7 Retail Tips to Make Customers Happier and Your Wallet Fuller

You enjoy your job in retail, don’t you? You can’t imagine a career sitting in a cubicle banging on a computer and spending half your life in endless meetings, can you? Retail meets your need to interact with people, offers the variety you like, and pays quite well. How would you like to find a way to improve on that last idea? How would you like to increase your sales and take home a bigger check? Well guess what, half of what you need to do doesn’t even involve the customer. Check out these retail tips and see if they don’t increase your closings.

1. Start selling when you wake up in the morning

Okay, that sounds a little strange, but the attitude you adopt every day when you wake up will make or break sales. If you enjoy what you are doing, it will rub off not only on your clients but also on your colleagues. It may sound funny, but good vibes are contagious and your job in the morning is to get ready to rub it off on everyone you meet that day.

2. Be natural

Too many salespeople affect a different personality when they get to work. They have been conditioned for salespeople to behave in a certain way and try to imitate that behavior instead of being the same person outside of work. If you avoid that, if you are who you really are, you will have more confidence and confidence sells.

3. Be genuine

Avoid at all costs the canned pitches you have memorized from product descriptions. Canned pitches are perceived as fake and leave the customer with the impression that their only function is to sell, not help. Engage the customer in natural conversation the same way you would with a friend. Pro shops are great examples of sales people selling high-end products without appearing to be selling. They engage the customer with their personal opinions, good and bad about a product and it really is more like two golf buddies discussing the merits of a club.

4. Prepare a good introduction

Your first contact is incredibly important. Most retail buyers don’t want to be guided by a salesperson because they fear the salesperson will try to pressure them. If you use the standard “what can I help you with today?” the answer will almost always be “I’m just looking.” But what if you change that to “What can I help you find today?” You are now asking what you can do to help them with the task they really want to do (watch) instead of “helping” them, which the customer perceives as “selling” them. If you come across as confident and genuine, they will likely ask you to help them “look.” In other words, you’re a good guy and you’re not a threat.

5. Know what sells

If you’ve ever been to Amazon.com, then you know how much inventory they spend suggesting products other than the one the visitor originally wanted. “People who bought XYZ also found these products interesting” is displayed for each listing and there is a reason for it. Works. They make more sales with the upsells than with the original product. So know what people buy in your store. If you’re selling music and a customer just bought a Johnny Cash CD, ask him if he likes Loretta Lyn (he probably does) and then show him her CD. Knowing which products are compatible is much more effective than asking “Can I help you with something else today?”
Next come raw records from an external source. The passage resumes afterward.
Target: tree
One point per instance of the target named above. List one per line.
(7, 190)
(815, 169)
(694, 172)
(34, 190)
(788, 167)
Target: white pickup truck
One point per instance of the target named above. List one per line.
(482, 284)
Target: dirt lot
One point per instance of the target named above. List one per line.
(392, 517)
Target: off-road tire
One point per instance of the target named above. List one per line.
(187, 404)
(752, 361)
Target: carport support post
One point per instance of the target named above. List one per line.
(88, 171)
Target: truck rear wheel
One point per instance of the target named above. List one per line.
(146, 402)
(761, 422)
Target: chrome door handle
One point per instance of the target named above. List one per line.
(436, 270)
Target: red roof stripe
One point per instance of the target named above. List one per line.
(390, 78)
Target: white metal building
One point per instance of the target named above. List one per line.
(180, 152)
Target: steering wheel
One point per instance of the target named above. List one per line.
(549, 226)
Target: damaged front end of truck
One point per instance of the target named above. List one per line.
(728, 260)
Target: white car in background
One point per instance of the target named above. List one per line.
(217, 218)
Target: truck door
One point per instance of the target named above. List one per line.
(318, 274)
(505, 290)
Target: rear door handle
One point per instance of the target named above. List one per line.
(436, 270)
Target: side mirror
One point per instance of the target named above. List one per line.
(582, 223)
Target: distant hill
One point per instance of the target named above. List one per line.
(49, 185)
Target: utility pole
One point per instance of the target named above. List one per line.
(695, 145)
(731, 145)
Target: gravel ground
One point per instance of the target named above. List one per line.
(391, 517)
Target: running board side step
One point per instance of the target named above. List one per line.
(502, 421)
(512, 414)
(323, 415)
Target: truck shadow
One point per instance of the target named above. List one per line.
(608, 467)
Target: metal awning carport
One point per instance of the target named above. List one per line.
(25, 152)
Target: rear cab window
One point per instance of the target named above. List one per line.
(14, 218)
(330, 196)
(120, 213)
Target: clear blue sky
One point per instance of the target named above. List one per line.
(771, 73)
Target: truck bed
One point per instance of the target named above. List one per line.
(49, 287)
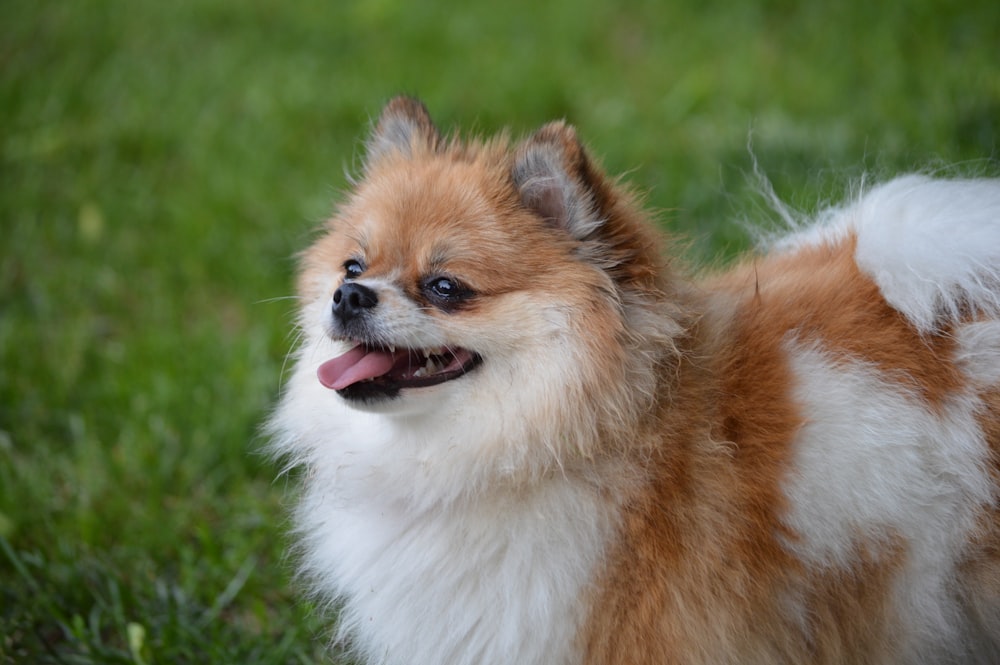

6. Sell benefits, not features

Too many salespeople focus on the features of a product rather than the benefit to the customer. Using the pro shop as an example again, a salesperson might discuss all the technological advances in a driver and point to the titanium face and adjustable weight and high momentum at the point of impact, but what the customer really wants is longer drives , more drives hitting the fairway and finishing his cut. Tell him how the club is going to achieve these three things and now he has tackled what he really wants.

7. Stay in touch

When you close a good sale and the customer is happy, you’ve just created a walking advertisement for yourself and your store. If you are a commission salesperson and have a card, be sure to pass it to the customer and invite them to come back or spread the word. If the store has a website, or if you have a personal blog and your employer allows you to put the address on the card, you have a means of building a valuable customer list.

Retail sales can be challenging, but it can also be very rewarding. If you take the approach that your job is to make your customers’ lives better, you’re more likely to associate them with the products they want rather than the products you’re simply trying to sell.